Regulatory Focus™ > News Articles > FDA Proposes 'New Pathway' to Approve Drugs for Unmet Needs

FDA Proposes 'New Pathway' to Approve Drugs for Unmet Needs

Posted 14 January 2013 | By Alexander Gaffney, RAC

The US Food and Drug Administration (FDA) plans to hold a public meeting in February to discuss the formation of a "potential new pathway" intended to bring to market new products aimed at treating serious or life-threatening conditions for which there is an unmet need.

The new pathway seems likely to take advantage of FDA's new draft guidance on enriched clinical trials, which states that small, targeted subpopulations of patients may be used as the basis of approval for a drug product so long as sponsors can justify the elimination of non-relevant variables (and with it, the "randomness" of randomized clinical trials).

A New, More Efficient Pathway

The new pathway, as envisioned by FDA, "could involve smaller and more rapid clinical trials than would occur if the drug were studied in a broader group of patients with a wide range of clinical manifestations."

The labeling for such drugs would indicate that the product is "narrowly indicated for use in limited, well-defined subpopulations in which the drug's benefits have been shown to outweigh its risks," FDA explained.

Though the newly defined approval pathway would be new, the concept for it certainly isn't, even if it hasn't been used particularly often.  The now-classic example of this is Vertex Pharmaceuticals' cystic fibrosis drug Kalydeco (ivacaftor), which was approved last year to treat patients with a specific gene defect (the G551D mutation) based on clinical trials with just 213 patients with that specific gene mutation. The drug is now in studies to treat patients with other gene mutations, as well as those with a more common form of cystic fibrosis.

FDA noted-implicitly-this approval in its guidance. "In the last two decades, major advances in molecular and cellular biology have greatly expanded our understanding of a broad range of complex disease processes and have led to major advances in the treatment of conditions such as cystic fibrosis, HIV, hepatitis C, and multiple sclerosis," it explained.

Why a New Pathway?

The need for a new approval pathway, FDA said, stems from the need to make sure that industry feels comfortable enough to invest the considerable resources required to bring a product to market and has a set of expectations that are rooted not in regulatory discretion, but in a well-defined pathway.

"In some cases, however, the resource-intensive programs needed for approval of drugs to treat a broad condition with a wide range of clinical manifestations require very large study populations and can hinder the ability to make promising new drugs available in a timely manner to subpopulations of patients with important unmet medical needs," FDA observed. Those trials can constitute the bulk cost of approval, costing upward of $100 million per trial, depending on its size, scope and aims.

Though FDA already uses a number of approval pathway add-ons, such as priority review, accelerated approval, breakthrough product designations and fast-track review, "FDA believes that it is important to explore the need for and feasibility of a new process focused on developing drugs for subpopulations of patients with serious or life-threatening conditions," particularly those caused by antibiotic-resistant bacteria, it said.

Regulators were quick to point out that indications could always be broadened later to include additional patients. For some drugs, however, broader indications would be next to impossible, particularly if there are high rates of toxicity that are only marginally acceptable in narrow, life-threatening conditions.

FDA also said it wants to experiment with the idea of the designation and use of an "appropriate logo to appear on a drug's container label," which would warn consumers and physicians that a product is only intended for the small audience for which it was approved.

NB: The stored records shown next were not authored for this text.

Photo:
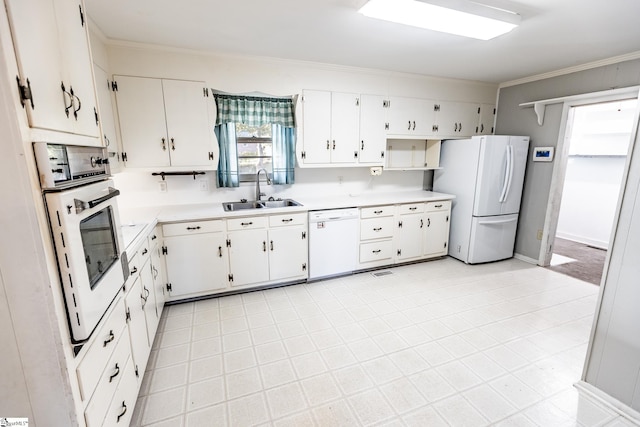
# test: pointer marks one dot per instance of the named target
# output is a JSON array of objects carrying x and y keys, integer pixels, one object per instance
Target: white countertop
[{"x": 142, "y": 219}]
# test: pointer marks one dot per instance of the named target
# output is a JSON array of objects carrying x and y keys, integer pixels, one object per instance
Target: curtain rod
[{"x": 252, "y": 98}]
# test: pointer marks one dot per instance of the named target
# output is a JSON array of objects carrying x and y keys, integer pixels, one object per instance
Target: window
[{"x": 255, "y": 150}]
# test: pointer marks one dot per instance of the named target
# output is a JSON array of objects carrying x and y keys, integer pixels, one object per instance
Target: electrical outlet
[
  {"x": 203, "y": 184},
  {"x": 376, "y": 171}
]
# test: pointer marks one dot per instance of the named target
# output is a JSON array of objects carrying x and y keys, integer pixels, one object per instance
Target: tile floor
[{"x": 435, "y": 343}]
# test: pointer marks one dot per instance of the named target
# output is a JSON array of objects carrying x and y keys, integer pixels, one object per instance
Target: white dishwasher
[{"x": 333, "y": 242}]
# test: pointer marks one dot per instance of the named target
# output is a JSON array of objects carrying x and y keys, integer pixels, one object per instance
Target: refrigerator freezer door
[{"x": 492, "y": 238}]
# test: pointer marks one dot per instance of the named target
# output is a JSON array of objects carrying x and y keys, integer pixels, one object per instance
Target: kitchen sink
[{"x": 244, "y": 205}]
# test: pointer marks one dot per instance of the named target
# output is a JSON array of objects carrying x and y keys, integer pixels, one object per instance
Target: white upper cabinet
[
  {"x": 107, "y": 118},
  {"x": 54, "y": 60},
  {"x": 331, "y": 127},
  {"x": 412, "y": 117},
  {"x": 455, "y": 119},
  {"x": 165, "y": 123},
  {"x": 373, "y": 135},
  {"x": 487, "y": 119}
]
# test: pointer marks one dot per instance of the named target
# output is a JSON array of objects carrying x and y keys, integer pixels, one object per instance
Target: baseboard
[
  {"x": 606, "y": 400},
  {"x": 525, "y": 259}
]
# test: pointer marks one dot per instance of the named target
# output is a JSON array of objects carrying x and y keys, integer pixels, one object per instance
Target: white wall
[
  {"x": 276, "y": 77},
  {"x": 590, "y": 198}
]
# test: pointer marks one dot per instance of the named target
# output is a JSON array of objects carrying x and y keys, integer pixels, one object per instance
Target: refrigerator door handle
[
  {"x": 507, "y": 175},
  {"x": 500, "y": 221}
]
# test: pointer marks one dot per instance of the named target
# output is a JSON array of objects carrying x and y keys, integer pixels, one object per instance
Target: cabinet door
[
  {"x": 78, "y": 68},
  {"x": 373, "y": 135},
  {"x": 248, "y": 257},
  {"x": 188, "y": 126},
  {"x": 196, "y": 264},
  {"x": 487, "y": 117},
  {"x": 107, "y": 120},
  {"x": 345, "y": 118},
  {"x": 436, "y": 236},
  {"x": 142, "y": 122},
  {"x": 456, "y": 119},
  {"x": 134, "y": 303},
  {"x": 410, "y": 116},
  {"x": 45, "y": 37},
  {"x": 288, "y": 253},
  {"x": 409, "y": 237},
  {"x": 316, "y": 112},
  {"x": 149, "y": 301},
  {"x": 158, "y": 276}
]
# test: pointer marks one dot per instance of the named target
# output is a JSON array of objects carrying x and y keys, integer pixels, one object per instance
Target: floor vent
[{"x": 382, "y": 273}]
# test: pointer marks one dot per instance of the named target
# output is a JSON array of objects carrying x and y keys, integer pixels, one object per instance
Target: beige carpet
[{"x": 578, "y": 260}]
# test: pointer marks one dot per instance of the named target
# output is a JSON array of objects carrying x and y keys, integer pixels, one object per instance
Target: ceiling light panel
[{"x": 462, "y": 18}]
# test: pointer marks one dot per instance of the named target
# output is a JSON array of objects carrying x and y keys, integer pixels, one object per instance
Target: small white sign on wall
[{"x": 542, "y": 154}]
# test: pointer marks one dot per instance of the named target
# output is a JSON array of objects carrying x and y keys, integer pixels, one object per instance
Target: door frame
[{"x": 562, "y": 157}]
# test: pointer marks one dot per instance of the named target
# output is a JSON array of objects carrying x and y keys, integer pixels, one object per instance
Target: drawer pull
[
  {"x": 124, "y": 411},
  {"x": 115, "y": 374},
  {"x": 111, "y": 338}
]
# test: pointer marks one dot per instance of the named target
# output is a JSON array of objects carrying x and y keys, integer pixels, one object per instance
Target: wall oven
[{"x": 81, "y": 203}]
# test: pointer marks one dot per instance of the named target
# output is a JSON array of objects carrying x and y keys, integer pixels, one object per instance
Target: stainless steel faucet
[{"x": 258, "y": 193}]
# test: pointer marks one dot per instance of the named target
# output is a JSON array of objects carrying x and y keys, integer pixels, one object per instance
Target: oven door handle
[{"x": 81, "y": 205}]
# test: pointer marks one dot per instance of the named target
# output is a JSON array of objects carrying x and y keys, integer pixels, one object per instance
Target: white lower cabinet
[
  {"x": 436, "y": 235},
  {"x": 248, "y": 256},
  {"x": 410, "y": 228},
  {"x": 196, "y": 258}
]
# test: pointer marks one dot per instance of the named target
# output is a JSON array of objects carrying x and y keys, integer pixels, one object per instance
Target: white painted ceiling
[{"x": 554, "y": 34}]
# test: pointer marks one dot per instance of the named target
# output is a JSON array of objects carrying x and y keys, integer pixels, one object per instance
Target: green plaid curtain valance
[{"x": 254, "y": 111}]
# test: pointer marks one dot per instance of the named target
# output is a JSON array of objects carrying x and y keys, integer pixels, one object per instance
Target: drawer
[
  {"x": 410, "y": 208},
  {"x": 108, "y": 383},
  {"x": 376, "y": 228},
  {"x": 443, "y": 205},
  {"x": 376, "y": 251},
  {"x": 122, "y": 403},
  {"x": 94, "y": 362},
  {"x": 195, "y": 227},
  {"x": 247, "y": 223},
  {"x": 377, "y": 211},
  {"x": 287, "y": 219}
]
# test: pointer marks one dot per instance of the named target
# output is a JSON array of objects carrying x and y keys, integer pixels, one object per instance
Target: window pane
[
  {"x": 252, "y": 166},
  {"x": 254, "y": 149}
]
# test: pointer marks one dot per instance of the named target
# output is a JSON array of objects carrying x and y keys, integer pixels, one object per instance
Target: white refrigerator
[{"x": 486, "y": 174}]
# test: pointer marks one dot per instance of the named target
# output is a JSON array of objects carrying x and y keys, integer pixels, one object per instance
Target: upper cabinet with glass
[{"x": 165, "y": 123}]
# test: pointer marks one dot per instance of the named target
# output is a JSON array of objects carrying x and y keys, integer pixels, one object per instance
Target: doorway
[{"x": 596, "y": 144}]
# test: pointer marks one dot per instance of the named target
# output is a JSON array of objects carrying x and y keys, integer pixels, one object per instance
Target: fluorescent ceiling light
[{"x": 460, "y": 17}]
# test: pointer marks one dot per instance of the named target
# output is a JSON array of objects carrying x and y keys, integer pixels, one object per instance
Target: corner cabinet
[
  {"x": 196, "y": 258},
  {"x": 165, "y": 123},
  {"x": 56, "y": 78}
]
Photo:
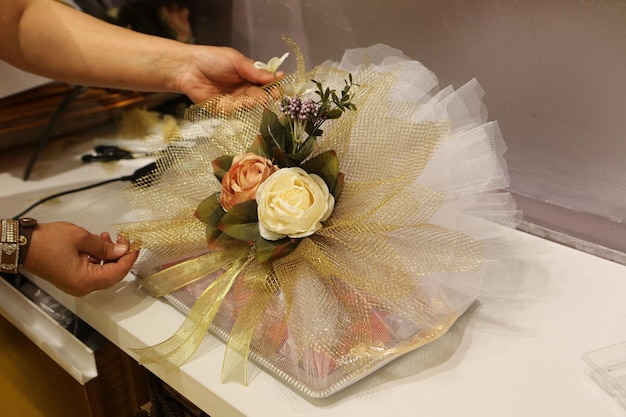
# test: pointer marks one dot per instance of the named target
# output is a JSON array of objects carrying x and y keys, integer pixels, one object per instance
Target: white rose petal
[{"x": 292, "y": 203}]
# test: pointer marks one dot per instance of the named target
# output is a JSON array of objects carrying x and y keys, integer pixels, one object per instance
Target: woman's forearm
[{"x": 56, "y": 41}]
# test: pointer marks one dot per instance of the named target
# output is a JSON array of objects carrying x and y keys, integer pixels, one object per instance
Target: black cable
[{"x": 139, "y": 173}]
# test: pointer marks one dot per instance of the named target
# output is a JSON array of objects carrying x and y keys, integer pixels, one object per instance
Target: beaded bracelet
[{"x": 14, "y": 243}]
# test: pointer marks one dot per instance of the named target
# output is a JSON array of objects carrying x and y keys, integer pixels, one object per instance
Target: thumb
[{"x": 98, "y": 248}]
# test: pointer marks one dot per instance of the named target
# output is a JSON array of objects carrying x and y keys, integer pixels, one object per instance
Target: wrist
[{"x": 15, "y": 236}]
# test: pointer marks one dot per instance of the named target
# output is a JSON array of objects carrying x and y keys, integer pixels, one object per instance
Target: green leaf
[
  {"x": 221, "y": 166},
  {"x": 210, "y": 210},
  {"x": 326, "y": 165},
  {"x": 334, "y": 114},
  {"x": 295, "y": 159},
  {"x": 268, "y": 250},
  {"x": 280, "y": 158},
  {"x": 241, "y": 222}
]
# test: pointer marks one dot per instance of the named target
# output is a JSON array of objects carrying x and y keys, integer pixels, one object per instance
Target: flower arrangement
[{"x": 275, "y": 194}]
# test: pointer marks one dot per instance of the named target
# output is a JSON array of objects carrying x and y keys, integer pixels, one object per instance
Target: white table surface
[{"x": 525, "y": 360}]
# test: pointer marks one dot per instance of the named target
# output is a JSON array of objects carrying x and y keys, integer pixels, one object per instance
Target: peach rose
[{"x": 243, "y": 178}]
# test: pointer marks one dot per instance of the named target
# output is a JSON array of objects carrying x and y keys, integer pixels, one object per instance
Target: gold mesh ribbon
[{"x": 371, "y": 252}]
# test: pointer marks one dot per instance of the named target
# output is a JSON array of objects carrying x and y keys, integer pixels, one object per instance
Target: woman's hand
[
  {"x": 213, "y": 71},
  {"x": 75, "y": 260}
]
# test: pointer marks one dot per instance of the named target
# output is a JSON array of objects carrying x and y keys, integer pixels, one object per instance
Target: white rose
[{"x": 292, "y": 203}]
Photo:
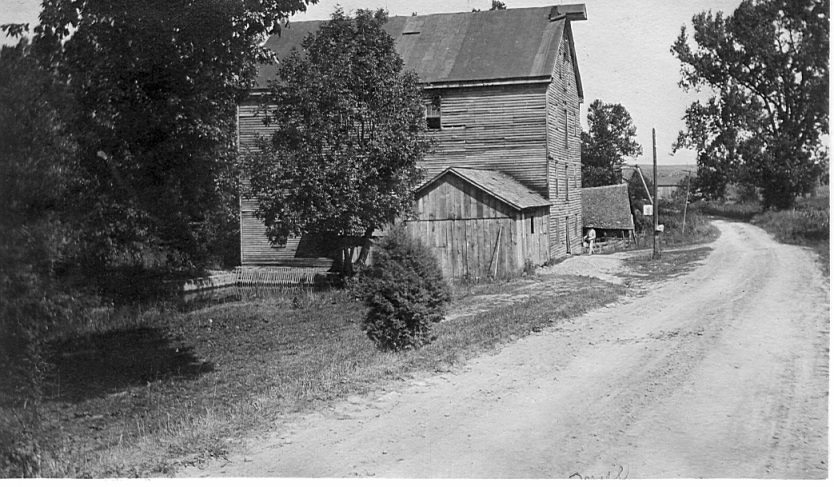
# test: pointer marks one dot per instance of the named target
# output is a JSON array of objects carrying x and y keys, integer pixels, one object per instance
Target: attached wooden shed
[
  {"x": 481, "y": 223},
  {"x": 606, "y": 208}
]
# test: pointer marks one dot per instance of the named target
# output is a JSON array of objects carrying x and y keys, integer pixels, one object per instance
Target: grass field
[
  {"x": 808, "y": 224},
  {"x": 166, "y": 388}
]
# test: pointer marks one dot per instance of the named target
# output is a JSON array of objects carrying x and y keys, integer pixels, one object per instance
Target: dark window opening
[{"x": 433, "y": 114}]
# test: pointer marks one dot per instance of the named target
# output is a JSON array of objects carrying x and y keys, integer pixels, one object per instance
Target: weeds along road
[{"x": 722, "y": 372}]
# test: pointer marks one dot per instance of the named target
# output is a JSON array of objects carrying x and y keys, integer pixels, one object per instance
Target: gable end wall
[{"x": 564, "y": 171}]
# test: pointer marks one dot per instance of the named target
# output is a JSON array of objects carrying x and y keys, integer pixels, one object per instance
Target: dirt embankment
[{"x": 722, "y": 372}]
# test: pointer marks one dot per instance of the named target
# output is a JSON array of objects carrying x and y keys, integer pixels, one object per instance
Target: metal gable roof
[
  {"x": 496, "y": 184},
  {"x": 468, "y": 46},
  {"x": 607, "y": 207}
]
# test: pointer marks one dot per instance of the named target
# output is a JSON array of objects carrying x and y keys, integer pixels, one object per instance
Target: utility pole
[
  {"x": 686, "y": 201},
  {"x": 655, "y": 247}
]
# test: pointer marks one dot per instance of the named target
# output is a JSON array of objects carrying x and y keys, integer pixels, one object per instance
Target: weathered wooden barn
[
  {"x": 606, "y": 209},
  {"x": 502, "y": 92},
  {"x": 481, "y": 223}
]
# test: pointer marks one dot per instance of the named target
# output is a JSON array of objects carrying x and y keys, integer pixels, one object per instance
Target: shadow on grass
[{"x": 104, "y": 363}]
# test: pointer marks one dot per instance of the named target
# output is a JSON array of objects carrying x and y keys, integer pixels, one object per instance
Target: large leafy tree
[
  {"x": 349, "y": 130},
  {"x": 767, "y": 65},
  {"x": 154, "y": 85},
  {"x": 36, "y": 158},
  {"x": 610, "y": 139}
]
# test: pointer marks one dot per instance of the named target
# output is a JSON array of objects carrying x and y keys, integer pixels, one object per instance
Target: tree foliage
[
  {"x": 767, "y": 65},
  {"x": 36, "y": 158},
  {"x": 153, "y": 86},
  {"x": 609, "y": 141},
  {"x": 349, "y": 130}
]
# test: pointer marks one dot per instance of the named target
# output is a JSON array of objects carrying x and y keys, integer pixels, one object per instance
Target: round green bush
[{"x": 405, "y": 293}]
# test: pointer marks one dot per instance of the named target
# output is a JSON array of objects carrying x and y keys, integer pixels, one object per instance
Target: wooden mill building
[{"x": 503, "y": 92}]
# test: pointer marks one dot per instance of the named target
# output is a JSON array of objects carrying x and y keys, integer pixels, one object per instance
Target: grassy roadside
[
  {"x": 807, "y": 225},
  {"x": 670, "y": 265},
  {"x": 180, "y": 388}
]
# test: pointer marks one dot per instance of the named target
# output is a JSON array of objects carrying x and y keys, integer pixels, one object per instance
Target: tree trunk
[
  {"x": 347, "y": 261},
  {"x": 366, "y": 247}
]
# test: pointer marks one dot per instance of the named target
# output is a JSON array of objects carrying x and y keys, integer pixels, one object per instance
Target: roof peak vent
[{"x": 571, "y": 12}]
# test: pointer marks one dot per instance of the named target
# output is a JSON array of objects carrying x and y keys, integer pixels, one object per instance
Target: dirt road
[{"x": 720, "y": 373}]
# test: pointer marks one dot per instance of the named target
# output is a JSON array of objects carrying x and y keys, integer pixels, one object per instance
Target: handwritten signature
[{"x": 622, "y": 474}]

This could be particularly useful for antibiotic products, FDA said, due to their overuse in settings where it is not appropriate, leading to increased rates of antibiotic resistance.

Questions to be Asked

The meeting is set to look at five broader questions:

  • Is this new pathway necessary considering the other ways sponsors can get a product to market, or might alternate methods outside this particular proposal be more appropriate?
  • For which conditions and subpopulations of patients would this proposed pathway be most beneficial? Could antibiotics, in particular, stand to benefit?
  • How should regulators monitor the use of drugs approved through this pathway given that some prescribing entities have a tendency to prescribe-and companies often surreptitiously promote-medicines for uses for which they do not have regulatory approval?
  • How should FDA weight the risks and benefits of a product in regard to specific subpopulations suffering from serious or life-threatening conditions?
  • Would the use of the aforementioned logo, intended to be affixed onto a product's container, be effective at controlling the use of a product?

Regulators said the new pathway was the brainchild of the President's Council of Advisors on Science and Technology (PCAST), whose September 2012 report called for more efficient clinical trials, among other regulatory developments such as better translational tools with which to validate therapeutic targets.

As Regulatory Focus wrote at the time, the report went on to recommend that FDA study ways to incentivize important but financially unattractive targets.

The meeting will be held on 4-5 February 2013 at FDA's White Oak campus in Silver Spring, MD.